Notice that, in our present study, a man was brought to Jesus, and he was a demoniac, possessed to the extent that what possessed him took away his ability to speak and to see (Matthew 12:22).[1] Jesus healed the man, and the evidence for casting out what possessed him was that the man was able to both speak and see.[2] Therefore, the people who were with him and saw it were amazed and began to ask among themselves: “Is not this the Son of David?” (Matthew 12:23). In other words, folks began to come to the conclusion, on their own and without the aid of the Jewish authorities, that Jesus was the Messiah, vis-à-vis they were no longer possessed by false doctrine. They began to be willing to test what their teachers told them.

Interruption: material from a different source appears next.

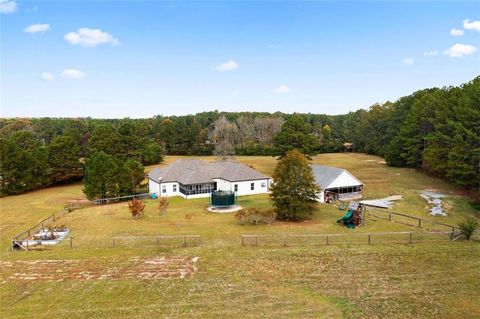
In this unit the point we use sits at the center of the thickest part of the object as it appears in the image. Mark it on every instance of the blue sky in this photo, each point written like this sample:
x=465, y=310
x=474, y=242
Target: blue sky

When the Pharisees, or the Jewish authorities, heard what the people were saying, they countered with: “This man drives out demons only by Beelzebul, the ruler of demons” (Matthew 12:24). In other words, the power by which Jesus healed was the power of evil! Moreover, to be clear, it is this statement of the Pharisees that Jesus addresses later in his reply, as the kind of blasphemy, which will not be forgiven. What was happening was, the Jewish authorities were losing their hold on the people. They, as it could be legitimately said, possessed them. They held their minds in false teaching, so that they, the people, could neither **see** the truth nor **speak** the truth, and Jesus simple preaching of the Gospel and doing good before them was **casting out** their possessors, vis-à-vis their teachers, the Jewish authorities. Nevertheless, in a last-ditch effort to hold on to their possessing power, they created fear in the hearts and minds of the folks who were ready to reject them and receive Jesus as their Messiah. They cast doubt on Jesus as a good man, saying he used the power of evil to create a context in which the people would receive him as their Messiah. What can Jesus do now?
[1] False doctrine does this. Once what is false is accepted as the truth, one measures the claims of others in the context of what is falsely held as truth. One’s ability to **see** truth is taken away, and, if one no longer knows the truth, neither can the blind man speak the truth. He is spiritually both dumb and blind. He is possessed by what is false.
[2] This is the spiritual sense of casting out what is false. Once the false doctrine is exposed for what it is, and a person begins to see the light, his eyes become **open** to the truth and he is able to see truth for the first time. Once he’s able to see the truth, he is also able to speak the truth.